You are viewing a plain text version of this content. The canonical link for it is here.
Posted to commits@pulsar.apache.org by pe...@apache.org on 2022/06/28 15:13:12 UTC
[pulsar] 07/29: [improve][broker] Avoid reconnection when a partitioned topic was created concurrently (#16043)
This is an automated email from the ASF dual-hosted git repository.
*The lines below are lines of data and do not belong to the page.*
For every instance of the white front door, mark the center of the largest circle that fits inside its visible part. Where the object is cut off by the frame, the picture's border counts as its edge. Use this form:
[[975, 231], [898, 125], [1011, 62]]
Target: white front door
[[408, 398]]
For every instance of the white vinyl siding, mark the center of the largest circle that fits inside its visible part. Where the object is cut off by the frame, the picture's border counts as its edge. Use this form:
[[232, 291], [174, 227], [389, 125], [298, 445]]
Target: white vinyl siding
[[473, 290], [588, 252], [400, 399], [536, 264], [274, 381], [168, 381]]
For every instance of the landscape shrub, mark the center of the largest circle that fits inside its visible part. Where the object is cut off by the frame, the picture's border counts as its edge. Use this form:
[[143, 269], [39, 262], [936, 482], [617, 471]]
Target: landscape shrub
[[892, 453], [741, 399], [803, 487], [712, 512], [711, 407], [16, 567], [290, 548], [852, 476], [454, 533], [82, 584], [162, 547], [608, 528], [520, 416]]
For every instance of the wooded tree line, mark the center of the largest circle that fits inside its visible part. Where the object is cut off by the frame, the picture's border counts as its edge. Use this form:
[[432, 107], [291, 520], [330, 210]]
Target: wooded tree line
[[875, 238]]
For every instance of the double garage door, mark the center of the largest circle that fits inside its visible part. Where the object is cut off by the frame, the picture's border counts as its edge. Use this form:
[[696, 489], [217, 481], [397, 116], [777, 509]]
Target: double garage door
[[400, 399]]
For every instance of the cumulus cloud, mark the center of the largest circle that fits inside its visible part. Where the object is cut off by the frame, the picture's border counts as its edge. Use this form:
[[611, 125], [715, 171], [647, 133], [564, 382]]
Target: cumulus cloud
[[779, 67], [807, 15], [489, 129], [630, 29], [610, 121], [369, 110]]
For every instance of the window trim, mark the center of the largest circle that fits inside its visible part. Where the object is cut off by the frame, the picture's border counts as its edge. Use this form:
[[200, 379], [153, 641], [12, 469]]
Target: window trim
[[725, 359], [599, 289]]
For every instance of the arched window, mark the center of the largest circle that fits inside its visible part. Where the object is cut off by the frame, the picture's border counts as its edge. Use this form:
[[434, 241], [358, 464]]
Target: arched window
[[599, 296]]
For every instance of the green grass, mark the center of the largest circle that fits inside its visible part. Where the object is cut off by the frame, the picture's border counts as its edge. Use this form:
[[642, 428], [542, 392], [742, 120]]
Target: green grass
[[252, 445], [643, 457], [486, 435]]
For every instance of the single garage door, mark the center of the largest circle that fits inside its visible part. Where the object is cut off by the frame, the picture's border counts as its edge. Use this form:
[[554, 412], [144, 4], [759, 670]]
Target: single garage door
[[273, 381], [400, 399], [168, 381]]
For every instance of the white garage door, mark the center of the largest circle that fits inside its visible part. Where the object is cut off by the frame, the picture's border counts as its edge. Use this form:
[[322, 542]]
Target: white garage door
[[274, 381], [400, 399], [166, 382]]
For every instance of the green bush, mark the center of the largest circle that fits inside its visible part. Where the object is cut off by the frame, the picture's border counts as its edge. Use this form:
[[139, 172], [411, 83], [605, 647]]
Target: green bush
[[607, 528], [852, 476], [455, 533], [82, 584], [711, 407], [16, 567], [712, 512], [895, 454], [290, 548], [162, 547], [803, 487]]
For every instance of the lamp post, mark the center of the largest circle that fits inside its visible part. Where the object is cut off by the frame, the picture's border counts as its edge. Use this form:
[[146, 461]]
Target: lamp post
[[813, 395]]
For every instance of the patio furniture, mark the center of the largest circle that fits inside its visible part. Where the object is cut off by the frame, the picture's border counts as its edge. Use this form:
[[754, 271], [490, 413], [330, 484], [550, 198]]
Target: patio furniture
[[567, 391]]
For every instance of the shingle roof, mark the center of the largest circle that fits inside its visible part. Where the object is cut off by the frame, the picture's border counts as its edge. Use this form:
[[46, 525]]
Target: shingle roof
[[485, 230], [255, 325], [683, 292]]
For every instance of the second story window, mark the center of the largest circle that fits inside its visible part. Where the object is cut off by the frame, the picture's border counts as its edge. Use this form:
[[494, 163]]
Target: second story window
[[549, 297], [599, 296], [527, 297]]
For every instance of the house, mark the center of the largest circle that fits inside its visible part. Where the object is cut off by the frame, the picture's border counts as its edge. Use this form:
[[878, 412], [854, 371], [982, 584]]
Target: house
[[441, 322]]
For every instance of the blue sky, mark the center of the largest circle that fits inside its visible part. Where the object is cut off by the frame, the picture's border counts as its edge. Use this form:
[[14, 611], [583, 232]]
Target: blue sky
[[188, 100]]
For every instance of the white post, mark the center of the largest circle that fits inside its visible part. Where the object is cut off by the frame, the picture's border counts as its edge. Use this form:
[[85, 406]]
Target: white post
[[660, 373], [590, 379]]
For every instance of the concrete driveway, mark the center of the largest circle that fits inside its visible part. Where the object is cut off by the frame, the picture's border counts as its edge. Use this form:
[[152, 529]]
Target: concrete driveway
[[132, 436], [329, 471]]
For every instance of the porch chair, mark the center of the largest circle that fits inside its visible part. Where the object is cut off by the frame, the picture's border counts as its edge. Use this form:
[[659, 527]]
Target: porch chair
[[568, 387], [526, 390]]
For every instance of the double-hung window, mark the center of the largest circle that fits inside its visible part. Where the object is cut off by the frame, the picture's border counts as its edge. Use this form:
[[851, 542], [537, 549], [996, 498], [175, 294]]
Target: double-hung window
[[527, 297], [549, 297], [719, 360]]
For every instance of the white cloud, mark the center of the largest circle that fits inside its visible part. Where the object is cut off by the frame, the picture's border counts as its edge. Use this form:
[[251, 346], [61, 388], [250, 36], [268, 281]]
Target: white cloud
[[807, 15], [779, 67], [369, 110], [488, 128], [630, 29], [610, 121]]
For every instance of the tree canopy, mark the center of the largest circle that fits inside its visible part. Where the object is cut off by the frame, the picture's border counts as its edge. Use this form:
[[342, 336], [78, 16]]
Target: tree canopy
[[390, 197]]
penghui pushed a commit to branch branch-2.10
in repository https://gitbox.apache.org/repos/asf/pulsar.git
commit cc9ff5965a191d4fa727de7bab925d0c522b415f
Author: Yunze Xu <xy...@163.com>
AuthorDate: Tue Jun 14 17:03:37 2022 +0800
[improve][broker] Avoid reconnection when a partitioned topic was created concurrently (#16043)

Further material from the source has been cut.